The server and desktop variants of Zen 5/5c (and also the laptop Fire Range and Strix Halo CPUs) double the width of all vector datapaths, exceeding the throughput of all past or current Intel CPUs. Only the server CPUs expected to be launched in 2026 by Intel (Diamond Rapids) are likely to be faster than Zen 5, but by then AMD might also launch Zen 6, so it remains to be seen which will be better by the end of 2026.
A basic block simulator like llvm-mca is unlikely to give useful information here, as memory access is going to play a significant part in the overall performance.
It is pretty wide, but 288 cores with 8x FP32 lanes each is still only about a tenth of the lanes on an RTX 5090. GPUs are really, really, really wide.
AVX-512 is on the P-cores only (along with AMX now). The E-cores only support 256-bit vectors.
If you're doing a lot of loading and storing, these E-core chips are probably going to outperform the chips with huge cores because they will be idling a lot. For CPU-bound tasks, the P-cores will win hands down.
I mean, yeah, it's "a lot" because we've been starved for so long, but having run analytics aggregation workloads I now sometimes wonder if 1k or 10k cores with a lot of memory bandwidth could be useful for some ad-hoc queries, or just being able to serve an absurd number of website requests...
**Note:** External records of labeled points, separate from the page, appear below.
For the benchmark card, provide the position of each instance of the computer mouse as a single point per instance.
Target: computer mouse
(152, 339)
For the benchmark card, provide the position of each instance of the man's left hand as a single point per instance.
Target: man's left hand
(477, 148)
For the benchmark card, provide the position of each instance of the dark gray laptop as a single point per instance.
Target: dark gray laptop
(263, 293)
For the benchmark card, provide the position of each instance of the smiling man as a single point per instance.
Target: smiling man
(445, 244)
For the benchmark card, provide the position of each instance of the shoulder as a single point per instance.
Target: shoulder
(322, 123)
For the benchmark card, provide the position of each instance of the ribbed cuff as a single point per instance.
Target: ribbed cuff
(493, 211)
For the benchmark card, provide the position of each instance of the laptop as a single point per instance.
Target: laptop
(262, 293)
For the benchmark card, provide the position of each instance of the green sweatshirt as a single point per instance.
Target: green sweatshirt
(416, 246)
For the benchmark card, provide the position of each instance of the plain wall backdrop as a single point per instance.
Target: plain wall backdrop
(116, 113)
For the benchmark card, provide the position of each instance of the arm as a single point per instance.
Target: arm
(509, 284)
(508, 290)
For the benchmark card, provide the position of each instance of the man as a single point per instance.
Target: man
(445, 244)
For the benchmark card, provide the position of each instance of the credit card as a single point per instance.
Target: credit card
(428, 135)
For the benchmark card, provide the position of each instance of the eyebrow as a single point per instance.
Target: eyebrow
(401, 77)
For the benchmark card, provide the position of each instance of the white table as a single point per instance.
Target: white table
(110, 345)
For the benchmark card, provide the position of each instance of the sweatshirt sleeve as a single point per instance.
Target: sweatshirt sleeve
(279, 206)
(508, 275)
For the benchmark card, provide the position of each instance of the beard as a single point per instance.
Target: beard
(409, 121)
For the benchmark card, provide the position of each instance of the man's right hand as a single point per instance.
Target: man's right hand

CPU on PCIe card seems like it matches with the Intel Xeon Phi... I've wondered if that could boost something like an Erlang mesh cluster...
Damn, when I first landed on the page I saw $7,600 and thought "for 320 cores that's pretty amazing!" but that's the default configuration with 32 cores & 64GB of memory.
320 cores starts at $28,000.. $34k with 1TB of memory..
Do these things have AVX512? It looks like some of the Sierra Forest chips do have AVX512 with 2xFMA…
That’s pretty wide. Wonder if they should put that thing on a card and sell it as a GPU (a totally original idea that has never been tried, sure…).